Ellet J. Waggoner
Advent Review, and Sabbath Herald 15, 7 | January 5, 1860 | p. 54
“AND that ye study to be quiet and to do your own business, and to work with your own hands,” “that ye may walk honestly towards them that are without; and that ye may have lack of nothing” (1 Thes. 4:11, 12).
It is to be feared that there are comparatively few who sufficiently heed this admonition; or at least that of coupling together industry and quietude. They may exist separately, but cannot appear so graceful. Were they not both exemplified in the life of Jesus who is our example? Is it not written of him, “He shall not cry nor lift up nor cause his voice to be heard in the street?” (Isa. 42:2). And did he not work with his hands for his own support and that of his parents for nearly thirty years? And what was all this for? Doubtless for our example, and that he might be a merciful High Priest, having himself passed through all the toils and privations to which fallen man is subject. He knew very well that God had said to man. “In the sweat of thy face shalt thou eat bread, till thou return unto the ground” (Gen. 3:19). Therefore both he and his apostles were particular to teach, not only by example, but by precept, also that we should be both “diligent in business, fervent in Spirit, serving the Lord.” May we not with the mind serve the law of God, while our hands are employed in the busy cares of life? Surely we can if our adorning is that of a meek and quiet spirit which is in the sight of God of great price.
I believe the time has come when the Lord has seen proper to let increased light shine out upon these minor duties as well as greater ones; and that by the neglect of them we may as certainly incur his displeasure or grieve away his Spirit as though he had called us to occupy a prominent place in the church, and we failed to discharge our duty. I have seen so much of this spirit of do nothing in the world, which never fails to bring with it confusion and every evil work, that I am sick of it, and look upon it as a grievous sin, one that the church of God should carefully guard against and endeavor to be entirely free from.
In passing through this world I have observed some of my own sex who unhappily had the faculty of busying themselves week after week in doing nothing more toward supplying the wants of a family, than merely to attend to the daily demands of nature. I will relate a little incident, which I particularly noticed some years ago.

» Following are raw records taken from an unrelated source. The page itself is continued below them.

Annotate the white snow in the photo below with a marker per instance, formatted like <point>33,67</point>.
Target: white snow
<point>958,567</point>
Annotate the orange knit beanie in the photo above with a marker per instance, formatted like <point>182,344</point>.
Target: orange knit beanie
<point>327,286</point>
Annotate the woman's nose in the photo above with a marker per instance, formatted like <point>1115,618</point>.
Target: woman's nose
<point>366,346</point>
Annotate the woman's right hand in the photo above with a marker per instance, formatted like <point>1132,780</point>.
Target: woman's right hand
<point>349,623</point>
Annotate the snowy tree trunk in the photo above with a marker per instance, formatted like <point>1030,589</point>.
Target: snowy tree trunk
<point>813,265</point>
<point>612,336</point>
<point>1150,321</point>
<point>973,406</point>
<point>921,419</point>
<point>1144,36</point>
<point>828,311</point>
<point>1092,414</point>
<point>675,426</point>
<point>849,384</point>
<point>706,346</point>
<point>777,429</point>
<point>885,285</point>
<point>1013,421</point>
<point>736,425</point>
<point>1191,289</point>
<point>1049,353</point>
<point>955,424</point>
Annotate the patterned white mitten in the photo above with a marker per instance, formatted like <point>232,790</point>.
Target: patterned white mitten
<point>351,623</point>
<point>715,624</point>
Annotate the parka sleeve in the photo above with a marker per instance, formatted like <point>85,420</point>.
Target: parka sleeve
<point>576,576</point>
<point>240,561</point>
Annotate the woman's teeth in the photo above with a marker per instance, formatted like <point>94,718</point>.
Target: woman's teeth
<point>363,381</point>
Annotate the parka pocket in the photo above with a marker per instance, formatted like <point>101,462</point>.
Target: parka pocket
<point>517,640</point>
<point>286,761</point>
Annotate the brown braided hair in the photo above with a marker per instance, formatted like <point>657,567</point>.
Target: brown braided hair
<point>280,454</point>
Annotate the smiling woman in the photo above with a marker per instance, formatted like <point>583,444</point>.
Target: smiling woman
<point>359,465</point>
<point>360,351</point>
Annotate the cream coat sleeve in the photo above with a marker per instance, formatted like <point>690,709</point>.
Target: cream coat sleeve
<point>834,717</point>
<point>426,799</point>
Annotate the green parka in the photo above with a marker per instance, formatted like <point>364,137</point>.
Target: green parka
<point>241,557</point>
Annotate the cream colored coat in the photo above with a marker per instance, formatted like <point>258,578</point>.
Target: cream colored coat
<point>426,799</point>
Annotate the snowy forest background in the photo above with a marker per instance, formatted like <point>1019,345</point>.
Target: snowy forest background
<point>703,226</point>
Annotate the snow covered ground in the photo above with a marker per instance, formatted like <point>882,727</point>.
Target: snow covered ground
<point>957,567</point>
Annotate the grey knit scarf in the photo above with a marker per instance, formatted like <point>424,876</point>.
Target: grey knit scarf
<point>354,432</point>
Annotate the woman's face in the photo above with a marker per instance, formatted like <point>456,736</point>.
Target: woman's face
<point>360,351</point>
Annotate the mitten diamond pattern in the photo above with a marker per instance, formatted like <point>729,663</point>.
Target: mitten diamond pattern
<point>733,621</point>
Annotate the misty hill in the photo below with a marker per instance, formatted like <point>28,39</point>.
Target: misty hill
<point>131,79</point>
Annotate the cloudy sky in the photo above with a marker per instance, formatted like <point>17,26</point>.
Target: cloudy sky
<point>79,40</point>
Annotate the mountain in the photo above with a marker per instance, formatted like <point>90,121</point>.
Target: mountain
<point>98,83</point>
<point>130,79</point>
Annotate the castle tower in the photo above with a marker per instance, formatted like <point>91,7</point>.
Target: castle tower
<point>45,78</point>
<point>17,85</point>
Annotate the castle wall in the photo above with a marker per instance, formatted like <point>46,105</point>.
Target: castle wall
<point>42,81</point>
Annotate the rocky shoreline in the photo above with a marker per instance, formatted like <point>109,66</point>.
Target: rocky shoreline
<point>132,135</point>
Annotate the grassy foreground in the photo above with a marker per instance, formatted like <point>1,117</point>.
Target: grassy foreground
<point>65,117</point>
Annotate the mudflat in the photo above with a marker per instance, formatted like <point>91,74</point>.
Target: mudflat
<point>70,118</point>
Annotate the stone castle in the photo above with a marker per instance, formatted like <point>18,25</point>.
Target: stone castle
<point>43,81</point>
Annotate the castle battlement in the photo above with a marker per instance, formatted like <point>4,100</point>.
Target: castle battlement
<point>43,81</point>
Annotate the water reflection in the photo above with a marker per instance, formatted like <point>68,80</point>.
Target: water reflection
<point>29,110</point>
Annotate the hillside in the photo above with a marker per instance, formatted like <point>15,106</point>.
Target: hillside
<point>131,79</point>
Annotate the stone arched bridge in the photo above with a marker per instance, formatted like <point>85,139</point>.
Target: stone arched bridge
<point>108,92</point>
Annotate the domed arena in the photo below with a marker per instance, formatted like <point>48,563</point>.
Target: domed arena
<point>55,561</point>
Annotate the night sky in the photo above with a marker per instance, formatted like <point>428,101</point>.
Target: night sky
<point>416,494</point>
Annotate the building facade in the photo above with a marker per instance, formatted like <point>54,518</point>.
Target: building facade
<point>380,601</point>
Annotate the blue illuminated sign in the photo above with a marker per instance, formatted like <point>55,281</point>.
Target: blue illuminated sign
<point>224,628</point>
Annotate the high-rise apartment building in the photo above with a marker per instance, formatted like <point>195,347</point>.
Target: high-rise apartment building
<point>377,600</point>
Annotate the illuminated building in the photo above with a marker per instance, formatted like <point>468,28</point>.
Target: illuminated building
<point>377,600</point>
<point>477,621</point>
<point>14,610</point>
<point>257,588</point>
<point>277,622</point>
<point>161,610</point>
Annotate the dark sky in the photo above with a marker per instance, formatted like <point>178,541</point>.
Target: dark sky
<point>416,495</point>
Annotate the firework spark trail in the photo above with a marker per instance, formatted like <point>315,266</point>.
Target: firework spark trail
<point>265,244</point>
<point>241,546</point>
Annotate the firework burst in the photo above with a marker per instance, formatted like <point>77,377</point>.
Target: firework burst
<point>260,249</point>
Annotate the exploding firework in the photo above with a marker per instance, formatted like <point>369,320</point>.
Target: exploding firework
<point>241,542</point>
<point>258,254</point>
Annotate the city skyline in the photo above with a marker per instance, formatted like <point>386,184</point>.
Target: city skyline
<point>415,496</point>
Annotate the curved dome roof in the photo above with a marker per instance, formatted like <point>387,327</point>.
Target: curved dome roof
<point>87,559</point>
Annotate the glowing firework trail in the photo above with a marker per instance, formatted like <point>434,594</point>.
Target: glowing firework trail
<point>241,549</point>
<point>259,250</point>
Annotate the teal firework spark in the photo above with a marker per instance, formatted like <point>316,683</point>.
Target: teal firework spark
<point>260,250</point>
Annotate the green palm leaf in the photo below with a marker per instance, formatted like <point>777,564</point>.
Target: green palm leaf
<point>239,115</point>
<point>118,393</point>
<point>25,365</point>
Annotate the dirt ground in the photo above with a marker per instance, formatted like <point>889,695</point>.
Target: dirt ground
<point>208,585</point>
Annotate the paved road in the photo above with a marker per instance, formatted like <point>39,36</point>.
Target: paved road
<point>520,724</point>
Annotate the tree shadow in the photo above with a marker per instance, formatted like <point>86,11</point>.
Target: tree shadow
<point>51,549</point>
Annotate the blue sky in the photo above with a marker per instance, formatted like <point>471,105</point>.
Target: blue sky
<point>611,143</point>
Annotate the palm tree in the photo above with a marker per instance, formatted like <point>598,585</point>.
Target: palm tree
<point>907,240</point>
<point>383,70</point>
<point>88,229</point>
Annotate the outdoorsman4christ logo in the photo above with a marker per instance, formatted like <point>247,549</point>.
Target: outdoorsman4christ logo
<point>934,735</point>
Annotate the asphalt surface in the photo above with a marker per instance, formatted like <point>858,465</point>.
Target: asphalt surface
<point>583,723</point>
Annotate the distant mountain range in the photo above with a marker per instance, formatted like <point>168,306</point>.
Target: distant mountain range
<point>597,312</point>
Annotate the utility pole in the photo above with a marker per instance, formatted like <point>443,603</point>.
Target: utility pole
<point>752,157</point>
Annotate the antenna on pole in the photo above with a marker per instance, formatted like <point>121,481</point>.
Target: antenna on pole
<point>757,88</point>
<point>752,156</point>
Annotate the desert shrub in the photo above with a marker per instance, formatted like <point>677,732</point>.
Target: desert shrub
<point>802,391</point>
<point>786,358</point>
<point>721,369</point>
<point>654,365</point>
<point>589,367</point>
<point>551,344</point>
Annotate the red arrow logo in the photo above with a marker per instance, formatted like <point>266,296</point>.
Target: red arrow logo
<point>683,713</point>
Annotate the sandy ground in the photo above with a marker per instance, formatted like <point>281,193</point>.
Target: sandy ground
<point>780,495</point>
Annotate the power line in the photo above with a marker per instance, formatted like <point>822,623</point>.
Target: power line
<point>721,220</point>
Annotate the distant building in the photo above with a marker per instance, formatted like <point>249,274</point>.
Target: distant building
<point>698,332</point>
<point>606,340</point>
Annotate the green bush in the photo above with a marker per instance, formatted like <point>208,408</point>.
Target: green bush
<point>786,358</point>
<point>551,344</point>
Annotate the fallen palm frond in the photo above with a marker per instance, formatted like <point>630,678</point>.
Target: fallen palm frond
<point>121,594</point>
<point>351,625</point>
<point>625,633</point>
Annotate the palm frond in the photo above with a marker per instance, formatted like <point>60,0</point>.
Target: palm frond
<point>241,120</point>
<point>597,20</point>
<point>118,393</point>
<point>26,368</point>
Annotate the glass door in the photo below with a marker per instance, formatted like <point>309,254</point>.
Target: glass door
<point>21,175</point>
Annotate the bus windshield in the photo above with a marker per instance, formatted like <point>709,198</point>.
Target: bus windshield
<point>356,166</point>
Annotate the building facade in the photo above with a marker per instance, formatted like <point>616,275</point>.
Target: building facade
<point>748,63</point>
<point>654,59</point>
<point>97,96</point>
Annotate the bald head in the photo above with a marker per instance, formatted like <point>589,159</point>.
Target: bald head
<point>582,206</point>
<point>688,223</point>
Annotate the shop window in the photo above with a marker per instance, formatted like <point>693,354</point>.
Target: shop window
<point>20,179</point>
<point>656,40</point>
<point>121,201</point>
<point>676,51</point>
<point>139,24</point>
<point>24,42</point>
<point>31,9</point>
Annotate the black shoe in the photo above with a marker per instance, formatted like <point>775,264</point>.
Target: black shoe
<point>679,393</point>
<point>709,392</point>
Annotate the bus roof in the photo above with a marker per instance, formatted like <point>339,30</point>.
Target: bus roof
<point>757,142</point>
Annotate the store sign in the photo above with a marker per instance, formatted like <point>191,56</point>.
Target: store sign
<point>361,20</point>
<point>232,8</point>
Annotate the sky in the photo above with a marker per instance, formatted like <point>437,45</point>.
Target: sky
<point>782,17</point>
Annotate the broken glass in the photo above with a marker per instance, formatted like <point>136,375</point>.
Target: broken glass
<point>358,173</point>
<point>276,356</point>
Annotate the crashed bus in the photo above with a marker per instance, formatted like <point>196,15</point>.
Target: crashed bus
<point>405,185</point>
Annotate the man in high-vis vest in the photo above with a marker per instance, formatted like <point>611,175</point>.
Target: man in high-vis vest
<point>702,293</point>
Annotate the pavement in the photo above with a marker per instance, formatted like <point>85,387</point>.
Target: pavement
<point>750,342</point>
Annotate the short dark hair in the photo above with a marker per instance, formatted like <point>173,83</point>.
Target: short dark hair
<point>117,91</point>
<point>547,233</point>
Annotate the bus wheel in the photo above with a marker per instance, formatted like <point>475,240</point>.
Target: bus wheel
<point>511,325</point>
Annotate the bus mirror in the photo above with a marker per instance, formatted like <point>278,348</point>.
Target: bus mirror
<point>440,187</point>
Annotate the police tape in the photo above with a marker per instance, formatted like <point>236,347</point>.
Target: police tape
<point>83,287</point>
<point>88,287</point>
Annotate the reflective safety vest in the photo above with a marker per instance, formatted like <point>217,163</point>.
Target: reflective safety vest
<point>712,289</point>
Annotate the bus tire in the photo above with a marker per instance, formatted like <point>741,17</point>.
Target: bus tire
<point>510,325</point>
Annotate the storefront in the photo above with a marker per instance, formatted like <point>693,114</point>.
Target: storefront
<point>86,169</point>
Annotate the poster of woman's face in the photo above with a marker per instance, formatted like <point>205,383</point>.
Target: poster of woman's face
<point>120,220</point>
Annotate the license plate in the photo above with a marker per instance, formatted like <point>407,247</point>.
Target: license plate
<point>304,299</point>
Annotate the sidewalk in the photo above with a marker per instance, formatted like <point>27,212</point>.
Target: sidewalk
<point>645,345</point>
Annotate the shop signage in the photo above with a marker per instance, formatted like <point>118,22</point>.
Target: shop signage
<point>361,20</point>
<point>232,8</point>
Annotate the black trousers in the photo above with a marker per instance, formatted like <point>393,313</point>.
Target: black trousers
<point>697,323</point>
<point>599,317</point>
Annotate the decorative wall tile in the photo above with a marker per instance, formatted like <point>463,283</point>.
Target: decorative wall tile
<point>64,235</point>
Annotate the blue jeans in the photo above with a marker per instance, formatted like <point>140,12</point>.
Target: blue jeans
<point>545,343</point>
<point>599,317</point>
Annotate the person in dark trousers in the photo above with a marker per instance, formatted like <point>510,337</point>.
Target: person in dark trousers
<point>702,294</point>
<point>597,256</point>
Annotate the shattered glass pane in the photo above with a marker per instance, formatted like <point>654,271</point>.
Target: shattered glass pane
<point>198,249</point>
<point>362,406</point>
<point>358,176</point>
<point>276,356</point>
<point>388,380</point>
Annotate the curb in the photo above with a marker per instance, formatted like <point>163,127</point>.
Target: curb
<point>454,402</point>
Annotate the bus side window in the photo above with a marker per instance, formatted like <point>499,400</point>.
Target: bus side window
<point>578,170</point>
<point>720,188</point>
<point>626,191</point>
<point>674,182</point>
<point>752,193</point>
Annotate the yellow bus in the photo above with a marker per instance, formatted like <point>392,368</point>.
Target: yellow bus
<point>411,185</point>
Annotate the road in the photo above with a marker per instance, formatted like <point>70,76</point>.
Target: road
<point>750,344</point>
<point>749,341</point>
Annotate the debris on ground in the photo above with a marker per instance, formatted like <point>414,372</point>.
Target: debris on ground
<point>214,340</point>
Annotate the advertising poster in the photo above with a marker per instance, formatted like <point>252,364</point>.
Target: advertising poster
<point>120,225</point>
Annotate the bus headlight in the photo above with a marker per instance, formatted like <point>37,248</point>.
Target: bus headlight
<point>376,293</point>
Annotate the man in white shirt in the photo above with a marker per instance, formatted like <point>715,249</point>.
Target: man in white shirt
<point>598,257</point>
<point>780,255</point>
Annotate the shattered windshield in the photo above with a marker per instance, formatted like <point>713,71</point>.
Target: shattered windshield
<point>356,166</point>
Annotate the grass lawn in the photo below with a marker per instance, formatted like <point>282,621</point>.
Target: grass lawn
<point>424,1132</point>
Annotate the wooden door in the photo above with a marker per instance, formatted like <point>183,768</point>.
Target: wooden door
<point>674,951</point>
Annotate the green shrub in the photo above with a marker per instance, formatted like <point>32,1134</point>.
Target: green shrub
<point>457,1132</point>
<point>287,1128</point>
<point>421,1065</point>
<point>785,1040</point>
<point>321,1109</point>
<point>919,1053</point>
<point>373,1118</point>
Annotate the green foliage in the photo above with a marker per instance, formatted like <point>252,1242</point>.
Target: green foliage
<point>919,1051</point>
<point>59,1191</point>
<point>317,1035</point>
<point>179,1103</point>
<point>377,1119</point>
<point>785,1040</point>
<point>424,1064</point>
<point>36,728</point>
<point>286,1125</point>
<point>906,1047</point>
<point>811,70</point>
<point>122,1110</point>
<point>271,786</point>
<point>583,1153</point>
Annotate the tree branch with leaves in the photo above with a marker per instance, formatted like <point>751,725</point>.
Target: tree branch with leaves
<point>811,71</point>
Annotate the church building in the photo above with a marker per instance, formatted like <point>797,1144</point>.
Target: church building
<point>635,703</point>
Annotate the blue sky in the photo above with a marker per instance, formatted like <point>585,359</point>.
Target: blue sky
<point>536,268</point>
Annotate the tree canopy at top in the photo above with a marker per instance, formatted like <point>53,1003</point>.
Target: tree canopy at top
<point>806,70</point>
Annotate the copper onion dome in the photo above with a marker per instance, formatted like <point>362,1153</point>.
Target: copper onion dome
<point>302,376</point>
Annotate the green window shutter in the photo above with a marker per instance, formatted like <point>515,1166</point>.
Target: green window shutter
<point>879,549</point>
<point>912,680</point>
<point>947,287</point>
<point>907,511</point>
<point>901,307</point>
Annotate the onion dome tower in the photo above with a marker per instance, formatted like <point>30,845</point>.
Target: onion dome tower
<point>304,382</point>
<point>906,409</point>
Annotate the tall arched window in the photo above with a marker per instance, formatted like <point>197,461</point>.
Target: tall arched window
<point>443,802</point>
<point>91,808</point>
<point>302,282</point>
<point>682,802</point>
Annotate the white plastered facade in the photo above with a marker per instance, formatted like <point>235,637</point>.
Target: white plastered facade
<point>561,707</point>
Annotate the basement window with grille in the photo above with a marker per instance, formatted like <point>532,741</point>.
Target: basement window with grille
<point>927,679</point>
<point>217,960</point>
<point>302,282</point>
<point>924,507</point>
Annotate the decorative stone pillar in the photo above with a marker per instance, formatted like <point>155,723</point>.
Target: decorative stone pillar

A woman of my acquaintance sent her little girl to school to me for weeks with a piece of calico tied over her head, out of which she intended to make her a bonnet as soon as she had leisure. She also suffered her husband to go without socks because she could not find time to finish a pair, which had been on the needles for months. At the same time she was a healthy, industrious woman, having nothing requiring her attention but her household affairs for a small family. But she had not the faculty of working to any advantage. “Never be unemployed,” is a good motto, but, always be profitably employed, is a better one. What then is the duty of commandment-keepers in this respect? Read, “Six days shalt thou labor and do all thy work.” Do we get all our work done in six days? Do we not sometimes carry the work of the six days into the seventh, or lay it over for the coming six days? I have had some solemn reflections while observing this state of things, and wondered if Jesus would not come to gather his people and find many of us as unprepared for his coming and kingdom as we are for the weekly return of the Sabbath. If he should, we should not come off so well as we do while from time to time we continue to desecrate his holy rest day. Every family has its toils and cares. Jesus knew this, and he knew also that the natural heart was inclined to be entirely taken up with the cares of this world. Therefore we find him repeatedly giving caution against this very thing. His gentle reproof to Martha may serve as an example of the light in which he regarded those who were so careful about many things, to the neglect of answering the great object of our creation, which is to glorify God and enjoy eternal life in his kingdom. But while we do as the world does in any respect we can but expect a confused state of things. We must dispense with many things that they occupy time upon, must be more quiet, spend the time that they spend in foolish and vain conversation in meditation and prayer, work by the rule of the wise man, “Whatsoever thy hand findeth to do, do it with thy might,” remembering also that Jesus has said, “Every idle word that men shall speak shall they give account thereof in the day of Judgment.” O, solemn thought! Then let us be careful, and in the language of a minister to me when I first set my heart to seek God, “Place God before us in all that we say” (Matt. 12:36).